Global shares were on course to end their longest winning streak in over a year, one that has lifted them more than 10 per cent, as the post-U.S. election and coronavirus vaccine bull run paused.
Canada runs a current account deficit and is a major producer of commodities, including oil, so the loonie tends to be sensitive to the global flow of trade and capital.
U.S. crude oil futures were up 0.6 per cent at $41.69 a barrel, although gains were capped by tempered expectations of an early release of a vaccine and after the IEA raised doubts about a quick demand rebound amid surging coronavirus infections in Europe and the United States.
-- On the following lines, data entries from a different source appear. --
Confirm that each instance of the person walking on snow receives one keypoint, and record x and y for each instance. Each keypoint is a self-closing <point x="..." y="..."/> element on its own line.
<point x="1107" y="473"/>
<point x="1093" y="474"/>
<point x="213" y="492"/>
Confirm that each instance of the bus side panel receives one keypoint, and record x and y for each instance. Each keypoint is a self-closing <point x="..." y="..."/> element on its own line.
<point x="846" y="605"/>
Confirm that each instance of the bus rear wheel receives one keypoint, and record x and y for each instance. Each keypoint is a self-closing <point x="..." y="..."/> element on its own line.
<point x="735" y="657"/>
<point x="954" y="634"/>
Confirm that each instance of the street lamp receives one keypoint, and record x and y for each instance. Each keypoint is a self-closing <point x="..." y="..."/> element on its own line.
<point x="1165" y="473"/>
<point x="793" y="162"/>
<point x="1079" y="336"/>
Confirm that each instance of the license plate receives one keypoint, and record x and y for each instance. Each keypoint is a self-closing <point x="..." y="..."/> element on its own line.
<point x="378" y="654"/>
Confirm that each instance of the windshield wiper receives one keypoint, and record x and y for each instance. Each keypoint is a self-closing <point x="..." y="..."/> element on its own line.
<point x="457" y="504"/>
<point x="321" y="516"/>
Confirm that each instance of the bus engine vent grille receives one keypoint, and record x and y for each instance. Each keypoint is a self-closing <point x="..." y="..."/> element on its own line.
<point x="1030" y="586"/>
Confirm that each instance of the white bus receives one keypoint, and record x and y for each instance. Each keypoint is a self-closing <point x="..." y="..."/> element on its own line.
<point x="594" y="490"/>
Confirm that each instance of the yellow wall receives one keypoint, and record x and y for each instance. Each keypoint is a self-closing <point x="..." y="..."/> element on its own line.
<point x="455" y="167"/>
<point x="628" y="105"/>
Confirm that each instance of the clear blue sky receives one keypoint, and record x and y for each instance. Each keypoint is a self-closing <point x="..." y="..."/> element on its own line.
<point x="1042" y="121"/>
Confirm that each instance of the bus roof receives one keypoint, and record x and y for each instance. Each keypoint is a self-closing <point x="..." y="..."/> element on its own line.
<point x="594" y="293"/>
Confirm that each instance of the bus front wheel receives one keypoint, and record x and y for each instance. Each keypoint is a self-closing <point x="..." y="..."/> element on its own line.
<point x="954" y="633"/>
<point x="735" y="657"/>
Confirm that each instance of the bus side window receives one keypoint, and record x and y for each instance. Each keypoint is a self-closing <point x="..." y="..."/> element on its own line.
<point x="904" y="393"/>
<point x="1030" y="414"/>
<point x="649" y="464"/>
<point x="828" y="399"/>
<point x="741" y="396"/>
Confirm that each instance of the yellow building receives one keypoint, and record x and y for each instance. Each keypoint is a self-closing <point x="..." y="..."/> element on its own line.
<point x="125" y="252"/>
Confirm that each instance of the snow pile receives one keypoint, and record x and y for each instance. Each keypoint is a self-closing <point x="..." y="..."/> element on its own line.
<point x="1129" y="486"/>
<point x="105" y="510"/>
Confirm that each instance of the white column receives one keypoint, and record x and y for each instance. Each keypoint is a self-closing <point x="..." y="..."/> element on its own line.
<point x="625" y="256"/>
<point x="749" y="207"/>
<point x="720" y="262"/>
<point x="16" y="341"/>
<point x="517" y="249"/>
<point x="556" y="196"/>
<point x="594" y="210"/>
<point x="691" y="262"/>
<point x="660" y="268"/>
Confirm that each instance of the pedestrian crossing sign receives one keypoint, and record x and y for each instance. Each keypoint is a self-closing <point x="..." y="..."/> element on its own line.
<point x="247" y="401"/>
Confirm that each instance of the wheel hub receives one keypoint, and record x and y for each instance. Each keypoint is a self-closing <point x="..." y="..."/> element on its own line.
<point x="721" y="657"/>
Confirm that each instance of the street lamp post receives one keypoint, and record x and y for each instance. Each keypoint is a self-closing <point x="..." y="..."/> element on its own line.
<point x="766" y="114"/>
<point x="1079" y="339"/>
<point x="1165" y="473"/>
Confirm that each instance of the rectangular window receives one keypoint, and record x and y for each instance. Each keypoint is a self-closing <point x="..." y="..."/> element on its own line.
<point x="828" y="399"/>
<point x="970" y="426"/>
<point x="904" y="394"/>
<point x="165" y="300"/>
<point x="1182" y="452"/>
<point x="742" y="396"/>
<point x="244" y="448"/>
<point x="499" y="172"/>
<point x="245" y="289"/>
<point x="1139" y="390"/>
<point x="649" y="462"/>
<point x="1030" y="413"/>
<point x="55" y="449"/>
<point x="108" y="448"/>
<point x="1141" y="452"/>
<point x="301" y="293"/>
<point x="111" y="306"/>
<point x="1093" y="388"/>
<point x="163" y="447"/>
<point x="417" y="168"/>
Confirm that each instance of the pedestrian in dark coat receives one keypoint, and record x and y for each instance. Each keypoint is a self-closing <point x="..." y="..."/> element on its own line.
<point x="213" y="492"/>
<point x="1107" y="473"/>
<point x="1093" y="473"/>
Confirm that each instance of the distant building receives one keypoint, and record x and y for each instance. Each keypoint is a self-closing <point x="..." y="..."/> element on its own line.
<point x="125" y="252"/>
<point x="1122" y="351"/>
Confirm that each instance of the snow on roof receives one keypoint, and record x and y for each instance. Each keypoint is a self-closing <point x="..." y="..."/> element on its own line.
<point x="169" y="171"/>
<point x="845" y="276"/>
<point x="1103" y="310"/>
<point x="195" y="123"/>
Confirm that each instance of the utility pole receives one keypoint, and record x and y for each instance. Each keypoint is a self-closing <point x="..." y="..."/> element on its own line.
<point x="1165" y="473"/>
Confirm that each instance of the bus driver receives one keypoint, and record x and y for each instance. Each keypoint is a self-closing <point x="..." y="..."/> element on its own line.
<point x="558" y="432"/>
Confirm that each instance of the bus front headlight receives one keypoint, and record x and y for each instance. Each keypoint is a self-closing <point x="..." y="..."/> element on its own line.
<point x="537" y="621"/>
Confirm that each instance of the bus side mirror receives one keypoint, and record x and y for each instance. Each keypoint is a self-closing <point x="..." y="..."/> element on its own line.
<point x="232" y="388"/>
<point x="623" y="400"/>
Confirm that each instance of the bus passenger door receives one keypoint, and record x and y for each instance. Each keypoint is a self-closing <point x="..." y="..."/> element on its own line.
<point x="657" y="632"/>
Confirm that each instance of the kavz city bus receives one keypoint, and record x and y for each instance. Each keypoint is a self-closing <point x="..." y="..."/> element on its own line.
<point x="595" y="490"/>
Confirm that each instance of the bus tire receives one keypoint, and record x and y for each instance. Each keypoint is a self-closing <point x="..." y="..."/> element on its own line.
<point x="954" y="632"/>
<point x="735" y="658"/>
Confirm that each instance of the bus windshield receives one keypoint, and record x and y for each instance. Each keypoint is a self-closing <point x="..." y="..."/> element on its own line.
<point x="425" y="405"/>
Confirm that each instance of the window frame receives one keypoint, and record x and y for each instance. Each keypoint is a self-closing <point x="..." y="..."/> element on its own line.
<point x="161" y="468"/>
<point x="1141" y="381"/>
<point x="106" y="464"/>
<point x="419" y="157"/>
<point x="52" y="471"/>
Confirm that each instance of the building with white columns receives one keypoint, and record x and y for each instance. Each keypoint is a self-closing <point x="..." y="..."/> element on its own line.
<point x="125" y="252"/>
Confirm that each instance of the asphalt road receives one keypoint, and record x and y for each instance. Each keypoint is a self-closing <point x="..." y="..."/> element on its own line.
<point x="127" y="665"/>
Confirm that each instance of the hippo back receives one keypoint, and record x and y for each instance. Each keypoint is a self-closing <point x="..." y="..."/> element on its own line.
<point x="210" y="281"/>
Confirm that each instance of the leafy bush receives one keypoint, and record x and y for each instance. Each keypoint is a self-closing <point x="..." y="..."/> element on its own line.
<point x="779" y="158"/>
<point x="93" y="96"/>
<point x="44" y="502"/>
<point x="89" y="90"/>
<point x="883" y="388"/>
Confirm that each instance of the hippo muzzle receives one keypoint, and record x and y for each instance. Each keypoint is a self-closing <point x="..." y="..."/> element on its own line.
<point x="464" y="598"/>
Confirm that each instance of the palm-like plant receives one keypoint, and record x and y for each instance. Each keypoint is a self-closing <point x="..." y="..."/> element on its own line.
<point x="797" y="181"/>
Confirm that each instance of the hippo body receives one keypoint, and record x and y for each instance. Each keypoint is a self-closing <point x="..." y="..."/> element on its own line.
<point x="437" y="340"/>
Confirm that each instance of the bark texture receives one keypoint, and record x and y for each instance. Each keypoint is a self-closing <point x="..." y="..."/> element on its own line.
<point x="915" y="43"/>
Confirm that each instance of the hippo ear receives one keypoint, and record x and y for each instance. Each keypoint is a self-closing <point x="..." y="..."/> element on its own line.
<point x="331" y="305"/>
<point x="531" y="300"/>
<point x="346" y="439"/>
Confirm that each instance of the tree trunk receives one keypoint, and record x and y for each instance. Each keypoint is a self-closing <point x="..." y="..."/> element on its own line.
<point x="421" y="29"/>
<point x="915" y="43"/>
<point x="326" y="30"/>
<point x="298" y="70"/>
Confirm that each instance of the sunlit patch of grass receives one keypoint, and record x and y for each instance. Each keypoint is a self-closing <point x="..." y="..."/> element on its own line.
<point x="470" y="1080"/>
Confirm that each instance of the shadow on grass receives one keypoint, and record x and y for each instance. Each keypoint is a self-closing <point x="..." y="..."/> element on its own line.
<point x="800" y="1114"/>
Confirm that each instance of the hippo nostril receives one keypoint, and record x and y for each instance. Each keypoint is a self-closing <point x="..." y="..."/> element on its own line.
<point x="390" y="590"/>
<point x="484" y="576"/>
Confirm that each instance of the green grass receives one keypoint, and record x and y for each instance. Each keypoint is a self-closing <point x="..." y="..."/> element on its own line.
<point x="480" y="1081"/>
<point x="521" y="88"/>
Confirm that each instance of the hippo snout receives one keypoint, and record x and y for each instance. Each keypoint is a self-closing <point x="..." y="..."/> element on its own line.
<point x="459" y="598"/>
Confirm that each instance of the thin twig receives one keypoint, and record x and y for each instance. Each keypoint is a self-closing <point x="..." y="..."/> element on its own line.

The Canadian dollar was trading 0.3 per cent lower at 1.3099 to the greenback, or 76.34 U.S. cents, having touched its weakest intraday level since last Thursday at 1.3111.
It was third consecutive day that the loonie has lost ground, after the currency notched on Monday a two-year high.
Wilkins, who is due to leave the Bank of Canada next month, will speak on the topic “Exploring Life Post-COVID.” The central bank will make the text available at 1:30 p.m. (18:30 GMT).
The Bank of Canada has signaled it will leave interest rates on hold at a record low of 0.25 per cent until at least 2023,
Canadian government bond yields were lower across a flatter curve in sympathy with U.S. Treasuries as Canada’s bond market reopened following the Remembrance Day holiday. The 10-year yield fell 1.8 basis points to 0.755 per cent.
On Tuesday, it touched a seven-month high at 0.803 per cent.